受付カウンター、依頼の貼られたボード前、ラウンジの階段、あちこち見渡してやっと視界に入った彼は職業会館の隅でけだるそうに自分の手を眺めたり、窓の外を見たりしている。
シバサキだ。
彼は、アンネリの元へと駆けつけた俺やオージーが慌てふためいている様子やアンネリが突如回復する瞬間を目の当たりにし、その後の解毒除染魔法処理を受け、ポータルでの移動をし、すべての時間において俺たちと行動していた。それも強烈な存在感というものを押し殺しながらだ。この瞬間もすぐに見つけられないほどに。
目の前のレアに視線を戻した。苦笑いがこぼれた。
「ごめんね。誰かさん、やりかねないからさ」
「言い訳をするようですが、私もはっきり目撃したわけではないので何とも言えません。具体的な証拠もなく彼を責め立てるのは些か早計だと思います。確かに、連絡したときは焦っていたので、憶測でものを言ってしまいました。私自身、彼ならやりかねないと思っていましたし、苦しむアンネリさんの横で無表情で立ち尽くし、見下ろしていたら誰でも彼が、と思ってしまいます」
その疑わしい人は、もしその疑いが晴れたとしても、痛みにもだえる人間を目の前にして何もしないという行為について咎められても仕方ないはずだ。ぼんやり見ているほかにやるべきことがあるとは思わないのだろうか。急な出来事に自分を見失なったのではない。きっと日頃の仕返しのつもりで見捨てたのだろう。
「わかった。ありがとう。俺はまたマテーウス記念治療院へ行くよ。二人の様子が気になる。それに今回は事件になるかもしれない。酷なことになるけど、アンネリの意識が戻ったら聞かなきゃいけないかもしれない」
「今回は本当にすみませんでした。助かる見込みがないなどと言ってしまったことも重ねて。できる限りの協力は致します」
レアは深々と頭を下げた。救助をあきらめてしまったことへ怒りたいところだが、治す術のないレアにとってはそれがその場でできる最善の手段だったのだろう。それにあきらめる前に彼女の施した治癒魔法のおかげで俺たちの到着が間に合えたかもしれない。

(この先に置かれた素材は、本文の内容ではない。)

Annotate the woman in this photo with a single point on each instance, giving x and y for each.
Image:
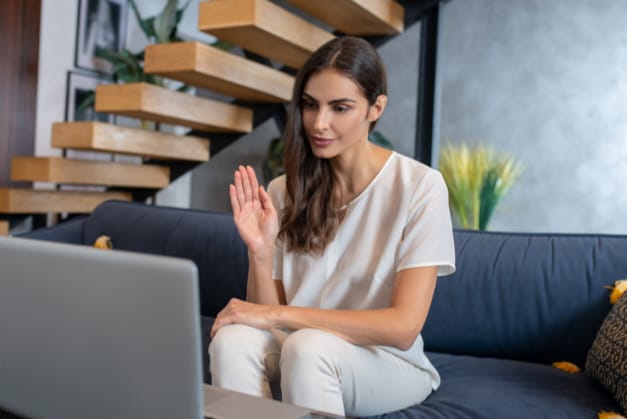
(344, 252)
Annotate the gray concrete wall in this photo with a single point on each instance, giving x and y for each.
(210, 181)
(547, 82)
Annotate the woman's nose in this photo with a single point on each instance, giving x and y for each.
(322, 120)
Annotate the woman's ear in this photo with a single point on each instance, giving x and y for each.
(377, 108)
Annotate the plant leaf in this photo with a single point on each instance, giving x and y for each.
(146, 25)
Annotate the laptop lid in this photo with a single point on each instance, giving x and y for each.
(90, 333)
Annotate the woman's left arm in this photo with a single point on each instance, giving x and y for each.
(397, 325)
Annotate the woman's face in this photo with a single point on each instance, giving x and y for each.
(335, 114)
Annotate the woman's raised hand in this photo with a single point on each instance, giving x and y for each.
(253, 212)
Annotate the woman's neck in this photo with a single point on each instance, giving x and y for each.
(355, 171)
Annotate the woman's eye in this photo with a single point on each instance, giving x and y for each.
(308, 105)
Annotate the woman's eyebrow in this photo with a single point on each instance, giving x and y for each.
(331, 102)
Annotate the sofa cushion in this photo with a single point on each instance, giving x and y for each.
(488, 388)
(532, 297)
(607, 359)
(208, 238)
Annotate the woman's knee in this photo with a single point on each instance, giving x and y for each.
(235, 341)
(311, 348)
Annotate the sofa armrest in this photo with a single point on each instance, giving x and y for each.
(70, 231)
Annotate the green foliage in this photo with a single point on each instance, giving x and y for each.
(477, 178)
(127, 66)
(272, 165)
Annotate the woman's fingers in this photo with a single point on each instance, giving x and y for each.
(264, 198)
(254, 184)
(246, 184)
(234, 200)
(239, 188)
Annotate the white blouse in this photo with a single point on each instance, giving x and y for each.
(400, 220)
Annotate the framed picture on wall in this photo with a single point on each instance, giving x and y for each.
(101, 25)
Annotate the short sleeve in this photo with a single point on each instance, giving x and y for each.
(428, 234)
(276, 190)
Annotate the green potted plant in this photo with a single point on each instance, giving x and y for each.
(477, 178)
(128, 66)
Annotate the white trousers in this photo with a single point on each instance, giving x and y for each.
(316, 370)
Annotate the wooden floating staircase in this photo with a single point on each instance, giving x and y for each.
(280, 39)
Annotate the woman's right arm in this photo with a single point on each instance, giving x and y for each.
(258, 225)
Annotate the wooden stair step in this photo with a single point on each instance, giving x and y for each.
(213, 69)
(89, 172)
(99, 136)
(156, 103)
(357, 17)
(29, 201)
(262, 27)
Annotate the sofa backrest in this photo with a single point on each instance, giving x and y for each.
(533, 297)
(210, 239)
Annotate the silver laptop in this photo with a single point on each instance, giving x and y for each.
(91, 333)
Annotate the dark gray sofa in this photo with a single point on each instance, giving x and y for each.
(517, 303)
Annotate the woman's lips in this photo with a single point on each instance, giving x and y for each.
(321, 142)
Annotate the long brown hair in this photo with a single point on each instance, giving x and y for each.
(308, 222)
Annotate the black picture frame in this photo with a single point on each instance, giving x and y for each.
(100, 24)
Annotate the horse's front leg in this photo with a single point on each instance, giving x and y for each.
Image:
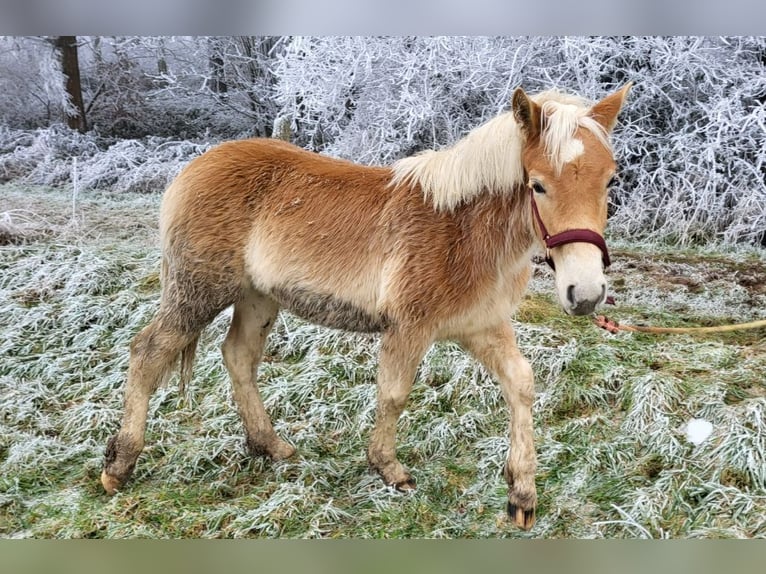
(400, 354)
(496, 349)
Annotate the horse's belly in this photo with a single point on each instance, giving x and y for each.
(328, 310)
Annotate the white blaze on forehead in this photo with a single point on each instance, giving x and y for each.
(562, 116)
(571, 150)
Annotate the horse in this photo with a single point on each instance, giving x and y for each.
(436, 246)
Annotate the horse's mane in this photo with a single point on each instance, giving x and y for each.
(488, 158)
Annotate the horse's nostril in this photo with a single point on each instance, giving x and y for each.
(570, 294)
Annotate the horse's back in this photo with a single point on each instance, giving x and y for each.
(298, 226)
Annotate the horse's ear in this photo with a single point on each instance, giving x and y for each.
(605, 112)
(526, 112)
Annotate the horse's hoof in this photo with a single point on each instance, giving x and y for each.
(405, 485)
(522, 518)
(110, 483)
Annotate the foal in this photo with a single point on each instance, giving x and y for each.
(435, 247)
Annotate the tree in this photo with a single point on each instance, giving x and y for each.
(70, 66)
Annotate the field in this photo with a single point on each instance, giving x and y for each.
(79, 278)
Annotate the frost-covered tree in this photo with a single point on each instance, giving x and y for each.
(70, 67)
(32, 84)
(691, 141)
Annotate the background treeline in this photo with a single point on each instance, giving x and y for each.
(134, 110)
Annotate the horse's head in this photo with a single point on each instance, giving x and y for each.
(569, 166)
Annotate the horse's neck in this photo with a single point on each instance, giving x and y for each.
(499, 226)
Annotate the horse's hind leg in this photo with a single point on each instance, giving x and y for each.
(496, 349)
(153, 353)
(400, 354)
(253, 318)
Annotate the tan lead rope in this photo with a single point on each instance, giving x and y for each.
(613, 327)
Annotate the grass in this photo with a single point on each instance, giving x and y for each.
(609, 414)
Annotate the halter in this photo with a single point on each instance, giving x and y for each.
(568, 236)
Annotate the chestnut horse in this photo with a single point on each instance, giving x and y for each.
(437, 246)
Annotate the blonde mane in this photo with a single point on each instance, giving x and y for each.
(488, 158)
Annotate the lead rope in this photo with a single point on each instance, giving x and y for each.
(614, 327)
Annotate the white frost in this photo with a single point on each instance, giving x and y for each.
(698, 430)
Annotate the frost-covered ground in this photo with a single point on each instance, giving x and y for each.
(612, 413)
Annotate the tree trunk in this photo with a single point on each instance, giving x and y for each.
(215, 56)
(70, 66)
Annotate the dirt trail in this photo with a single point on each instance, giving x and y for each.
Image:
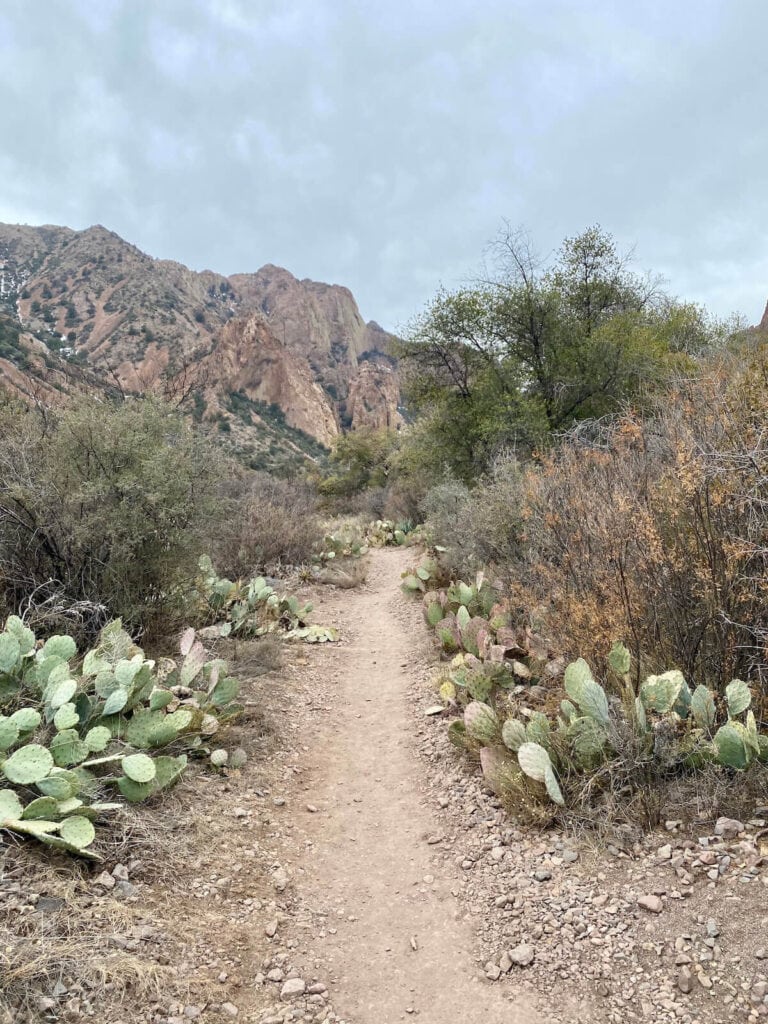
(371, 862)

「俺はまた後で戻ってくるよ。また待機しててもらってもいい?」
「みんなにも伝えておきます。私は事務処理を行っています。色々準備して待っています」
俺は椅子から立ち上がると、今度は小さく一礼して職業会館のカウンター裏へ去っていく彼女を見送った。それから俺はストスリアへ戻るべく、ポータルを開こうとした。するとカミュが俺を呼び止め、すぐそばへ駆け寄ってきた。
「私もアンネリの様子を見たいのですが」
本当のところ、あまりカミュを連れていきたくはない。これからアンネリから話を聞きださなければいけないからだ。ほとんど事情聴取みたいなものだ。心配で様子を見に来た人の前で事件の話を聞くのは、どことなく抵抗を感じる。

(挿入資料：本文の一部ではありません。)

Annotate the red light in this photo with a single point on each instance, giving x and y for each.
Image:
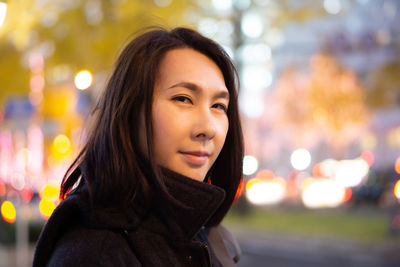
(26, 194)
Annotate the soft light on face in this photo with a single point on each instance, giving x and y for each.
(189, 113)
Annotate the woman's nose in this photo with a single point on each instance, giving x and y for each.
(204, 126)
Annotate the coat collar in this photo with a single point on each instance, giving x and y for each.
(196, 204)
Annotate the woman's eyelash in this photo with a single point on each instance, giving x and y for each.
(222, 106)
(182, 99)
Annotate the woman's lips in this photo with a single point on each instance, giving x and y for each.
(196, 158)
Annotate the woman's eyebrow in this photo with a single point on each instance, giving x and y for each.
(197, 89)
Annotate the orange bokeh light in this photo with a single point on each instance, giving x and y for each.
(46, 208)
(2, 189)
(252, 182)
(369, 157)
(397, 165)
(8, 211)
(265, 174)
(397, 189)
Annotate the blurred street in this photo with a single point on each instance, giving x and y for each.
(270, 249)
(273, 250)
(319, 101)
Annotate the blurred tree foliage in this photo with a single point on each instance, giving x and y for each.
(74, 34)
(383, 86)
(325, 104)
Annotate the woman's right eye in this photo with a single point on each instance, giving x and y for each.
(183, 99)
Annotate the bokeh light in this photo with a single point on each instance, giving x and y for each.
(351, 172)
(83, 79)
(397, 165)
(323, 193)
(50, 192)
(3, 11)
(397, 189)
(300, 159)
(332, 6)
(8, 211)
(250, 165)
(222, 4)
(46, 208)
(61, 146)
(369, 157)
(252, 24)
(270, 192)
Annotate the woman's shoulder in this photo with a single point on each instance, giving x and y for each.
(92, 247)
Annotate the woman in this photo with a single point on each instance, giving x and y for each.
(161, 166)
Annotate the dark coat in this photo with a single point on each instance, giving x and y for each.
(77, 235)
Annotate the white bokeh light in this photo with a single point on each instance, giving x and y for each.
(256, 78)
(323, 193)
(251, 105)
(350, 173)
(83, 80)
(328, 167)
(250, 165)
(252, 25)
(266, 192)
(332, 6)
(222, 4)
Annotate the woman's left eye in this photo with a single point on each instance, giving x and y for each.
(221, 106)
(183, 99)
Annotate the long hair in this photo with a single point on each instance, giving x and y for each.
(112, 163)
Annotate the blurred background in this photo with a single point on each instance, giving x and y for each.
(320, 103)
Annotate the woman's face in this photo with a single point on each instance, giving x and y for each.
(189, 113)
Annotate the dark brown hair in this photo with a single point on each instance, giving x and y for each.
(111, 163)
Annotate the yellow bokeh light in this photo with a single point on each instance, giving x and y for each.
(50, 192)
(8, 211)
(83, 79)
(46, 208)
(397, 165)
(397, 189)
(252, 182)
(320, 115)
(61, 145)
(3, 11)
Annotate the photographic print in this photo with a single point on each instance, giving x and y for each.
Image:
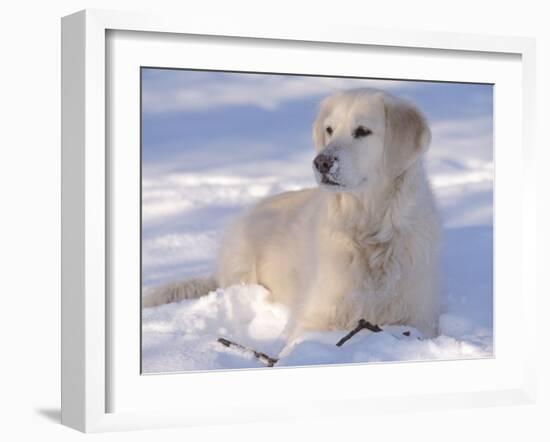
(295, 220)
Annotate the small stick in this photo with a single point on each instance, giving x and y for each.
(262, 357)
(360, 326)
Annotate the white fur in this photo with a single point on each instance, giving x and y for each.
(363, 247)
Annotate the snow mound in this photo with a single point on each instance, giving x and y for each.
(183, 336)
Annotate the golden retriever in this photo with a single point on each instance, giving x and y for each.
(363, 244)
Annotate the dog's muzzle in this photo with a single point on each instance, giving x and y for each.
(327, 166)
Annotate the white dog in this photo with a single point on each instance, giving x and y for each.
(363, 244)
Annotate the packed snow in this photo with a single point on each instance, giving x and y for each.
(186, 203)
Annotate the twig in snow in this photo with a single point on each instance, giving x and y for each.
(262, 357)
(360, 326)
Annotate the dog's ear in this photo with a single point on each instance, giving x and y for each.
(407, 136)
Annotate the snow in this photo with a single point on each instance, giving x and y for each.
(187, 203)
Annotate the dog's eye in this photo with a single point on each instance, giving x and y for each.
(361, 132)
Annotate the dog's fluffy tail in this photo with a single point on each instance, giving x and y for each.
(178, 291)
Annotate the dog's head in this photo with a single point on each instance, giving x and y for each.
(364, 135)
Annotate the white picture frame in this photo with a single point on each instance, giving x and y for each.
(87, 356)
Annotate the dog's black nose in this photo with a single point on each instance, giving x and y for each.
(323, 162)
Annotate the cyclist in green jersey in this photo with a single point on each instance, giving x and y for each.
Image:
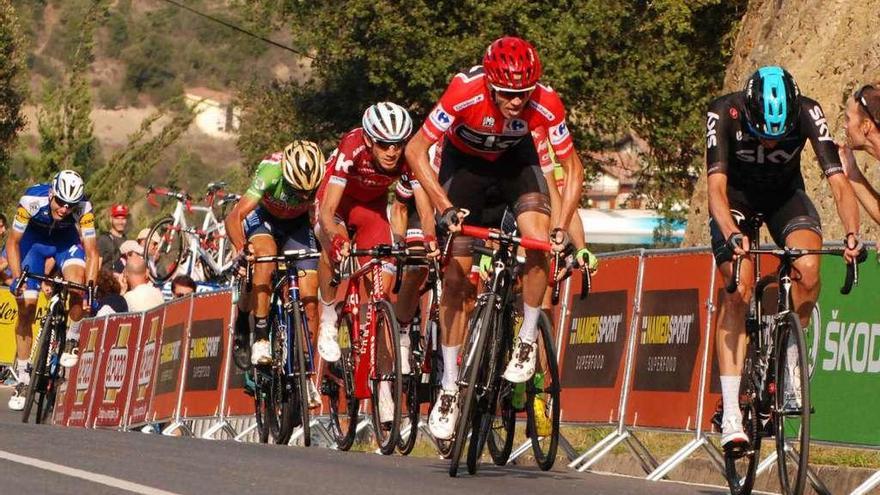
(275, 214)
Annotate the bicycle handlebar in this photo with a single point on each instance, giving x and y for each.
(852, 270)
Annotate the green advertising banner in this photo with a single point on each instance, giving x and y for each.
(844, 342)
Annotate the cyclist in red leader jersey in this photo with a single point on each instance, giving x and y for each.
(489, 159)
(354, 196)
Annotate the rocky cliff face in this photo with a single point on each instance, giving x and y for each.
(831, 47)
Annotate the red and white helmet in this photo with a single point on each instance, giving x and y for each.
(512, 64)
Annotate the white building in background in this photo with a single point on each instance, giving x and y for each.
(216, 114)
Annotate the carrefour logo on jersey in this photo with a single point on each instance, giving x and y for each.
(440, 118)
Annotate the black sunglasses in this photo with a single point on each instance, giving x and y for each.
(860, 98)
(63, 204)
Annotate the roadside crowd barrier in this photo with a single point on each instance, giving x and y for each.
(637, 354)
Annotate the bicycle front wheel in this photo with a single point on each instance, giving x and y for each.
(792, 411)
(164, 250)
(387, 383)
(542, 399)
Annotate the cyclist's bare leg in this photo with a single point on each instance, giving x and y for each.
(308, 289)
(805, 290)
(730, 337)
(535, 225)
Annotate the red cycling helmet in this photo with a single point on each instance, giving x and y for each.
(512, 64)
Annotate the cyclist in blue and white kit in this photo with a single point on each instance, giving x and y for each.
(54, 220)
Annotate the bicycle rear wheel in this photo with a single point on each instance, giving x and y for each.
(338, 386)
(36, 391)
(480, 327)
(411, 401)
(741, 467)
(792, 423)
(301, 373)
(164, 257)
(387, 374)
(542, 399)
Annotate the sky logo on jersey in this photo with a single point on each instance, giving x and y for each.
(558, 133)
(440, 118)
(821, 123)
(711, 132)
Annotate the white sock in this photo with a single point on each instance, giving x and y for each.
(450, 366)
(21, 371)
(328, 314)
(528, 333)
(730, 396)
(73, 331)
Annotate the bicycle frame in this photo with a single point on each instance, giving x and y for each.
(363, 340)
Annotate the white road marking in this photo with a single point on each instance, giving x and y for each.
(86, 475)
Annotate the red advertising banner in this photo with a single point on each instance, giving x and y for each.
(594, 342)
(79, 403)
(141, 388)
(206, 361)
(115, 370)
(669, 340)
(169, 370)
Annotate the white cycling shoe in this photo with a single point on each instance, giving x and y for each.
(328, 346)
(522, 365)
(444, 415)
(732, 433)
(261, 355)
(19, 397)
(70, 356)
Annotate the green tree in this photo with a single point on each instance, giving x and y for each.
(12, 95)
(64, 121)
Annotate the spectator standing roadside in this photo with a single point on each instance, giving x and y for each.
(108, 292)
(182, 285)
(109, 242)
(141, 295)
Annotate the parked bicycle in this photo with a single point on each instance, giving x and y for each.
(770, 380)
(45, 358)
(175, 247)
(485, 398)
(371, 360)
(281, 392)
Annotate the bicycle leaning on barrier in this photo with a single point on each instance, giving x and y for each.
(175, 247)
(486, 400)
(46, 371)
(775, 387)
(283, 389)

「あぁ、ごめん。二人ともだいぶくたびれてるから、あんまりドヤドヤ大人数で行くのはかわいそうなんだよね」
表向きはそういうことにしておこう。カミュは顔をしかめてしまった。
「そうですか……」
「少し落ち着いたら、個人的にいくようにしたほうがいいと思うよ」
と伝え、残念そうしているカミュと別れることにした。彼女も心配で仕方ないのだろう。そんな顔を見ていると、嘘ではないがまるで嘘をついているような気になってしまい、俺は目を合わさずにそそくさとポータルを開いた。見送る彼女を背中に、ポータルを抜けてストスリアの町の治療施設へ再び戻った。